If I were asked to describe the Room 13 approach in a single phrase, I would say it was a profound manifestation of trust. Children are trusted to do real things, to administer their own studio affairs, to negotiate with adults from outside the school, to weigh up the significance of world events, to face physical difficulties, to formulate and express their own philosophical ideas. Here, as everywhere, different children have different needs: some said that it is useful to have adults around to help but others were sure they could manage everything by themselves.
In a Room 13 children are trusted, no matter how far they may grow beyond the kind of work that their mothers might like to stick on their fridges.
Rob tried to define Room 13 for me in a recorded interview.
Rob: It's a constantly evolving idea. I think it has to be an environment which allows kids to create and learn and I think without these two things Room 13 probably doesn't exist. Of course you can create just by thinking. That is perfectly valid. There's one or two other strands that at the moment exist with all four of us - bear in mind there's Shani in Bristol as well. That's probably a global understanding that we are all in this together, to phrase it in its most dumbed-down version.
DG: We, including the children, are all in this together?
Rob: All of us.
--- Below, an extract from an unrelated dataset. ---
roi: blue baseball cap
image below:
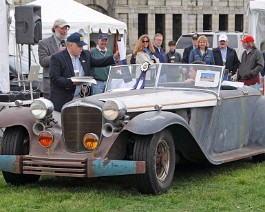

It's definitely not a them and us situation. The reason all four of us are working with youngsters is because they've got as much to teach us as we've got to teach them. Possibly more, actually.
Miss Cattanach's understanding of the staff's common approach is that "they have a theory going that they want children to see themselves as people who are respected by people and it doesn't matter whether the people are children or adults."
In the Channel 4 film Rob has another shot at it: "It's just a case of teaching people how to think. It's the one thing that we are different about - we actually think, and we think quite deeply about things. And then all our thinking is transferred into art."
And in the proposal for funding to NESTA, a voice which sounds to me like Danielle's says:
"We are (we hope) changing people's ideas about creativity and what young people can do and (slowly) showing adults that there are other ways of education that work. We also show that the Arts are important in everything. Everybody says we are talented but we are not really, it is just that we do and think about things differently. A newspaper reporter asked us yesterday (March 21st, 03) if we thought we were different from youngsters in other schools. Of course we are not - we just get the chance to work with adults rather than for them."
That seems to be the simplest and clearest definition of all. It is also the most ambitious and optimistic, and it has the widest implications for the whole world of education.